Mit Bescheid vom 10. Oktober 2017 erkannte das Bundesamt der Klägerin den subsidiären Schutzstatus zu (Ziffer 1) und lehnte den Asylantrag im Übrigen ab (Ziffer 2).
Zur Begründung führte das Bundesamt aus, es ergäbe sich aus dem Sachvortrag der Klägerin nicht, dass sie einer Verfolgungshandlung i. S. d. § 3a AsylG tatsächlich ausgesetzt gewesen sei bzw. ihr eine solche konkret drohen würde. Ihr Herkunftsort H. bei Mossul stehe nicht mehr unter der Kontrolle des IS. Von einer Gruppenverfolgung aufgrund der yezidischen Religionszugehörigkeit sei nicht mehr auszugehen.
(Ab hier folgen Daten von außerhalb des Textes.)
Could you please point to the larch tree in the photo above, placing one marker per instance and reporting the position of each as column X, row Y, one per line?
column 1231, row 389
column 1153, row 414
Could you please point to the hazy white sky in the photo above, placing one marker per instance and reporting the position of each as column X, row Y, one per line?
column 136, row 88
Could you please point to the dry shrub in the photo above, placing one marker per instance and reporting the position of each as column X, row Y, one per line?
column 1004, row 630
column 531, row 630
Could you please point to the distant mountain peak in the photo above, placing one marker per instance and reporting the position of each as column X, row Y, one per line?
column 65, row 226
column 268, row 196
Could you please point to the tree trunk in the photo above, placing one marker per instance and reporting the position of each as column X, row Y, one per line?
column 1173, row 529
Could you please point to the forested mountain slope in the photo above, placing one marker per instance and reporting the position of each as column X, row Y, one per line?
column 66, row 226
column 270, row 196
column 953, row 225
Dafür spreche auch, dass die Familie der Klägerin weiterhin in ihrem Heimatort lebe.
Die Klägerin hat am 18. Oktober 2017 Klage erhoben und schriftsätzlich beantragt,
die Beklagte unter Aufhebung der Ziffer zu 2 des Bescheides vom 10. Oktober 2017 zu verpflichten, zu ihren Gunsten die Flüchtlingseigenschaft nach § 3 AsylG festzustellen.
Die Beklagte hat ebenfalls schriftsätzlich beantragt,
die Klage abzuweisen.
Mit Schriftsätzen vom 1. November 2017 und 29. Januar 2018 haben die Beteiligten auf die Durchführung einer mündlichen Verhandlung vor dem Verwaltungsgericht verzichtet.
Mit am 23. April 2018 ohne mündliche Verhandlung ergangenem Urteil hat das Verwaltungsgericht die Beklagte unter Aufhebung der Ziffer 2 des Bescheides des Bundesamtes verpflichtet, der Klägerin die Flüchtlingseigenschaft zuzuerkennen.
Zur Begründung hat das Verwaltungsgericht ausgeführt, dass die Klägerin einen Anspruch auf Zuerkennung der Flüchtlingseigenschaft habe. Sie sei vorverfolgt aus ihrem Heimatland, der Republik Irak, ausgereist, ihre Furcht vor Verfolgung sei weiterhin begründet und ihr stünde kein interner Schutz vor der drohenden Verfolgung zur Verfügung. Yeziden seien im August 2014 in der Provinz Ninive einer Gruppenverfolgung durch den IS ausgesetzt gewesen, der nach Auffassung des United Nations Human Rights Councils (UNHRC) einen Völkermord an den Yeziden in Anknüpfung an deren Religionszugehörigkeit begangen habe. Von dieser Gruppenverfolgung sei die Klägerin unmittelbar betroffen gewesen, da sie Anfang August 2014 in der Provinz Ninive gelebt habe und yezidischen Glaubens sei. Die damit einhergehende Vermutung einer künftigen Verfolgungsgefahr sei nicht durch stichhaltige Gründe widerlegt. Zwar gehe das Bundesamt davon aus, dass die Region um Sindjar nicht mehr unter der Kontrolle des IS stehe, dies genüge aber nicht für eine Widerlegung der Verfolgungsvermutung, da sich die Verhältnisse in der Provinz Ninive dafür noch nicht ausreichend stabilisiert hätten. So würden in einem großen Wüstengebiet noch Kämpfer des IS vermutet. Zudem sei damit zu rechnen, dass die Organisation wieder verstärkt auf Terroranschläge und eine Guerilla-Taktik aus dem Untergrund setze. Eine inländische Fluchtalternative in anderen Landesteilen des Irak sei für Yeziden aus der Provinz Ninive nicht gegeben. So bestünde für diesen Personenkreis aufgrund strenger Einreise- und Niederlassungsbeschränkungen nur eingeschränkter Zugang zu sicheren Gebieten in anderen Landesteilen. Zudem seien die Flüchtlingslager im Nordirak überfüllt und die humanitären Bedingungen sehr schlecht. Es bestünden auch keine Anhaltspunkte, dass die Klägerin über Familienangehörige in nicht umkämpften Teilen des Irak verfüge, die sie aufnehmen könnten. Die Eltern der Klägerin seien wieder nach Mossul zurückgekehrt, weiter Familienmitglieder lebten in Deutschland.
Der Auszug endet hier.